Probabilities

Accepted genealogy certainly accommodates qualitative assessments such as primary/secondary information, original/derivative source, impartial/subjective viewpoint, etc. STEMMA supports each of these assessments in the Source entity. They can assist when assessing evidence in order to associate a level of confidence with an item of data (e.g. a date or relationship). That level of confidence will obviously affect conclusions and inferences derived from it. STEMMA goes further, though, by allowing qualitative assessments to be expressed quantitatively using probabilities (written as percentages).

 

This is viewed as a controversial feature by some people since the selection of base probabilities is somewhat subjective, although the mathematics of combining them to investigate scenarios is well-defined.
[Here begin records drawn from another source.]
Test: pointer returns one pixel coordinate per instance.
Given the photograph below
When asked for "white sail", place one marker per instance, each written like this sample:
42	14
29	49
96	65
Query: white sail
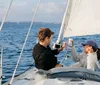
84	18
We accept the use of probabilities for gambling, even on subjective issues like the “form of a horse”, but we may feel it implies inappropriate accuracy in our genealogical research. Our brains mostly handle probabilities in an analogue fashion, and we have no issue with ordered, non-numeric scales such as “very likely, likely, probably, maybe, unlikely, improbable”. The step of associating numeric probabilities is a relatively small one from that perspective.

 

The subject of "Structured Indications of Uncertainty" is discussed in the context of TEI here: Structured Uncertainty in section 17.1.2. A further discussion directly related to genealogy may be found at:  You're Probably Right.

 

A STEMMA rationale for using percentages in the Surety attribute rather than simple integers was partly so that it allows some basic arithmetic to assess derived data. For instance, if A => B, and B => C, then the absolute surety of C is surety(A) * surety(B).[1] Another potential advantage, though, is that of ‘collective assessment’. Given three alternatives, X, Y, & Z, simple integers might allow an assessment of X against Y, or X against Z, but not X against all the remaining alternatives (i.e. Y+Z).

 



[1] The probability of ‘A or B’ being true is expressed as:

p(A U B) = p(A) + p(B) - p(A ∩ B)

where p(A ∩ B) is the probability of ‘A and B’ being true. If A and B are independent of each other then:

p(A ∩ B) = p(A) * p(B)

If A and B are mutually exclusive then:

p(A ∩ B) = 0

and

p(A U B) = p(A) + p(B)

Bayesian probability takes this to a much deeper level where a simple true/false is inadequate.